Still, the two streaks were more similar than different. Both were marked by lockdown effort at the defensive end, which was not present during the stretch sandwiched between the two winning streaks, during which the Hornets went 13-15. Over the season's first eight games, New Orleans held opponents 9.6 points per 100 possessions below their season marks. During the recent winning streak, the Hornets were even more difficult to score on, holding teams an incredible 12.4 points per 100 possessions below their typical offensive rating. The league's best defense, the Chicago Bulls, has a defensive rating 8.1 points better than average.
New Orleans excelled in all aspects of defense during the winning streak, performing better than average in each of the Four Factors. The Hornets allowed opponents to make just 44.8 percent of their two-point attempts (matching Chicago, which also leads the league in two-point defense) and secured 78.1 percent of available defensive rebounds, which would lead the league. When New Orleans is focused and performing like that on the defensive end, the Hornets can beat anyone in the NBA.
League trend: Closer finishes throughout the NBA
If it seems like there are more tight games around the league this season than in the recent past, that's because there are. Including Sunday's last-second win by the Miami Heat over the Thunder, nearly 30 percent of this year's games have been decided by five points or fewer--the highest percentage at this point in the schedule since the 2006-07 campaign.
Season <5 5-10 11+
2006-07 .297 .305 .398
2007-08 .274 .287 .438
2008-09 .264 .315 .421
2009-10 .271 .298 .431
2010-11 .293 .310 .397
Since the percentage of games decided by 5-to-10 points is similar to what it has been in recent seasons, there have been relatively few lopsided games with margins of 11 points or larger this year--just under 40 percent of all matchups fall into this category.
Five teams in the NBA have consistently gone down to the wire, playing at least 10 games decided by three points or fewer. The Charlotte Bobcats lead everyone with 12 such games, followed by the Thunder and Memphis Grizzlies with 11 apiece. The Hornets and the Boston Celtics have both played 10 games decided by three points or fewer.

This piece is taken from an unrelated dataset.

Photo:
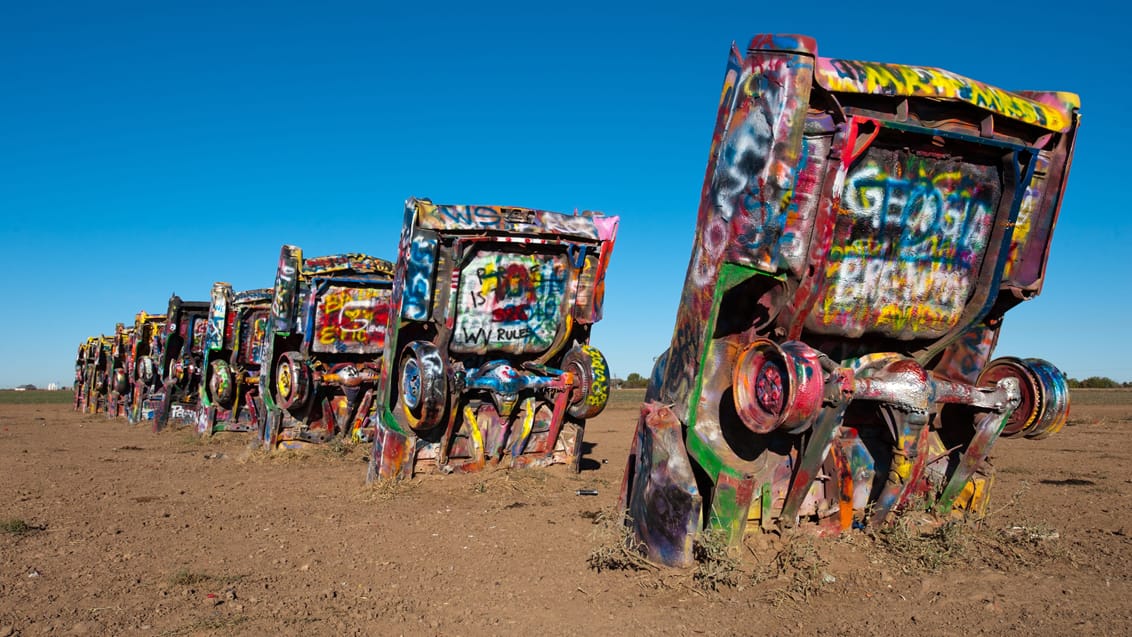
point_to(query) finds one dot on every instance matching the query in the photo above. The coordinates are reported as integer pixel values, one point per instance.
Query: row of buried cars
(863, 230)
(486, 317)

At the other end of the spectrum, Orlando tops the NBA with 26 games decided by double-figures. The Cleveland Cavaliers, Indiana Pacers and Los Angeles Lakers all follow with 25 double-digit games, but the Cavaliers and Lakers have gotten there in very different fashions. Cleveland still has yet to win a game by 10-plus points, having gone 0-25 in those games. Only the New Jersey Nets, with two such wins, join the Cavaliers in not winning at least four games by double-figures. Meanwhile, the Lakers have frequently been dominant, going 20-5 in games decided by 10-plus points. The Lakers trail just the Heat (21-3) when it comes to double-digit wins.
Kevin Pelton is an author of Basketball Prospectus.